Textile - Orly Castel
- Autore: Bloom
- Categoria: Narrativa Straniera
- Anno di pubblicazione: 2011
Nata a Tel Aviv (zona nord) nel 1960 da una famiglia di Ebrei egiziani, Orly Castel Bloom nella primissima infanzia ha avuto come lingua materna il francese. La scrittrice può essere considerata una delle voci più espressive della letteratura ebraica venute alla ribalta negli anni ’90, in grado di forti innovazioni linguistiche ed espressive.
Il presente romanzo, Textile, terminato nel 2005 e pubblicato in Italia alcuni mesi fa dalla Casa Editrice Atmosphere Libri con la perspicua traduzione di Raffaella Scardi e Ofra Bannet, riprende il tema già trattato nella prima raccolta di racconti brevi (Non lontano dal centro della città): la coppia, per così dire, deformata.

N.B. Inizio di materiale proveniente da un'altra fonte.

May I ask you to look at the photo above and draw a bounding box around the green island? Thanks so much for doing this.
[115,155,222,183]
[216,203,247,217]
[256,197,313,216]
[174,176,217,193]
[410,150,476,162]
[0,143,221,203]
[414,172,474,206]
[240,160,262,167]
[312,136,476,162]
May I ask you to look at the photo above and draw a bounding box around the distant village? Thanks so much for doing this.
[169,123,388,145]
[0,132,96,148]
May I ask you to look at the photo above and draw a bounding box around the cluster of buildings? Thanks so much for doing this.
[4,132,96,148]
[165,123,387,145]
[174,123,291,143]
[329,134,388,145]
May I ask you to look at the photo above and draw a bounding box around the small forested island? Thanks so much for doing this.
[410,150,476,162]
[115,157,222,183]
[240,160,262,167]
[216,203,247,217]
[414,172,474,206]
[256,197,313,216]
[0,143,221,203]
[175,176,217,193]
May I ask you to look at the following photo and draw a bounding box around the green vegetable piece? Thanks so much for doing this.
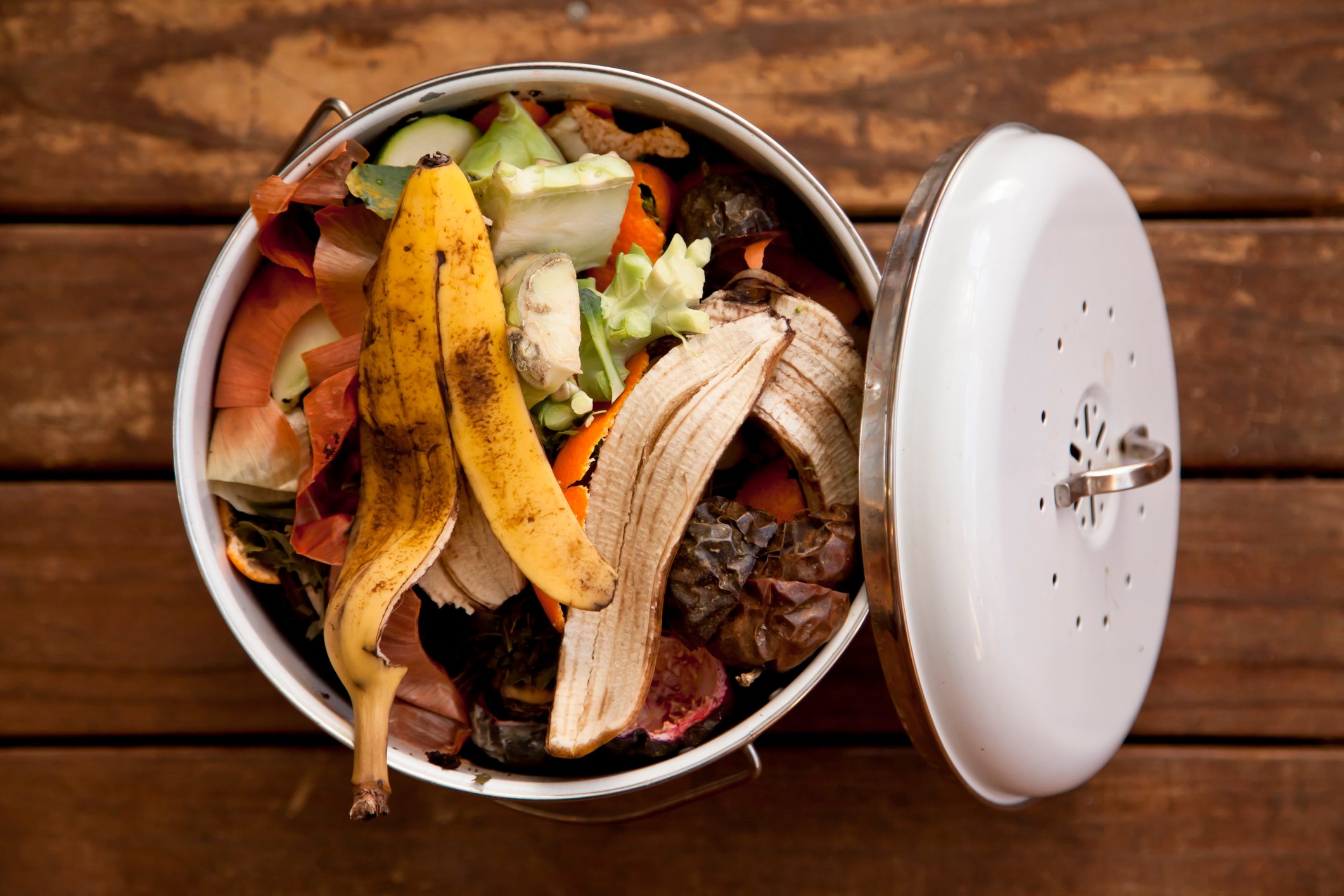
[374,115,481,165]
[471,153,634,270]
[345,163,415,221]
[535,398,578,433]
[458,93,565,180]
[270,305,340,414]
[602,234,710,341]
[579,286,633,402]
[579,235,710,400]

Qui essa è costituita da due coniugi di mezza età della ricca borghesia telavivina, i Gruber, proprietari di una villa situata in un nuovissimo -è questo il difetto principale di quel luogo!- quartiere residenziale, posto nella parte settentrionale della città, denominato Tel Baruch nord.
Il marito, Irad, è un celebre scienziato, inventore insignito con numerosi attestati (compreso il Premio Israele del settore nel fatidico 2001), titolare di una sessantina di brevetti.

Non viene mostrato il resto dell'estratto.